Minnesota Correctional Facility-Stillwater has been on lockdown since Sunday morning, when about 100 inmates refused to go back to their cells for hours.
They say it was a protest against the conditions inside.
Maria Olanda Aguilera was a corrections officer at Stillwater for more than two years. She describes how inmates’ access to showers, phones, and common areas can be severely limited on hot summer days, and especially holiday weekends.
“Nothing has changed,” Olanda Aguilera said. “If they’re already short-staffed and people call off because they don’t want to work in heat, extreme conditions, programming is going to stop, and inmates are going to be locked in 23 hours a day in extreme heat.”
The corrections officers union, AFSCME Local 3607, says “chronic understaffing” is to blame for inmates’ free time being restricted.
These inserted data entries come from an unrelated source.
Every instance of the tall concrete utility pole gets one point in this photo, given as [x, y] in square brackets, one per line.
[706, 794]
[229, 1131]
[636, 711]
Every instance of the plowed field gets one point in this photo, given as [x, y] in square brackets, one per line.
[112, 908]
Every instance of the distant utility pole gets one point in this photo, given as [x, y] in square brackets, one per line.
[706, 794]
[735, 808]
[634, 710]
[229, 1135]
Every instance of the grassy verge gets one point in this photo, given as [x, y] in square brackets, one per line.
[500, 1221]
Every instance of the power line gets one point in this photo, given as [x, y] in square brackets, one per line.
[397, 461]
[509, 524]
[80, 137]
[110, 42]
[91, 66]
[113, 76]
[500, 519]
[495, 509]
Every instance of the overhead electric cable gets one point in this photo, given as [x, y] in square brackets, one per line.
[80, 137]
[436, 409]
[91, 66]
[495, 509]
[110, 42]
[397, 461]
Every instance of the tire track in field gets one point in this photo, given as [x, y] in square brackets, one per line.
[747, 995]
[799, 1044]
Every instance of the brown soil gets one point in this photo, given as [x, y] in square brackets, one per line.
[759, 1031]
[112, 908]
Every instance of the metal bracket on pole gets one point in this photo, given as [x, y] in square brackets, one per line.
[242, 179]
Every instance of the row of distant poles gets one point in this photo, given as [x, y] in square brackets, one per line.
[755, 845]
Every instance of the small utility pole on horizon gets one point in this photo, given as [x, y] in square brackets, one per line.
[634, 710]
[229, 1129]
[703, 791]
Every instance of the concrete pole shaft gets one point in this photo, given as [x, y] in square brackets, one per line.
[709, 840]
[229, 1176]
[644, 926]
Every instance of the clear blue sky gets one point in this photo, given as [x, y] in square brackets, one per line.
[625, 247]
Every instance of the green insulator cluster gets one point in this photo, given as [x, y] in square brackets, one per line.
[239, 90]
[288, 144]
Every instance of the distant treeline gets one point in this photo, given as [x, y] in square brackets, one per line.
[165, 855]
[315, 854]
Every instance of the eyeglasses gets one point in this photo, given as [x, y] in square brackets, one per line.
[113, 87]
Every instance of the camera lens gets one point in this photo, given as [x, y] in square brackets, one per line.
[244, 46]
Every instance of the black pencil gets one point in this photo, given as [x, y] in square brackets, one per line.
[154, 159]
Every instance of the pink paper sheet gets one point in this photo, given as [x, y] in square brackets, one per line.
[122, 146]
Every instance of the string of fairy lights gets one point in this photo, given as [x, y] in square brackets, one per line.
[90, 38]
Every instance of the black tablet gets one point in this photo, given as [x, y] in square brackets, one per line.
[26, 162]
The Minnesota Department of Corrections says Stillwater’s down 50 officers.
Olanda Aguilera says on the hottest days, inmates would spend most of their time just in their underwear, and she couldn’t wait to get home to her air conditioning.
DOC Commissioner Paul Schnell admits the cooling system in the prison is “inadequate.”
“We know it’s exceedingly hot in these facilities,” Schnell said. “We care about that issue for the sake of the people who live here, but also the people who report to work here every day.”
Olanda Aguilera was fired; she says it was for an alleged relationship with an inmate, who’s now her husband. She says their relationship started after she left the prison.
“It makes me angry, and it makes me sad that these guys feel so helpless,” Olanda Aguilera said.
The DOC says it’ll be asking the state legislature for money to install climate-control systems in prisons.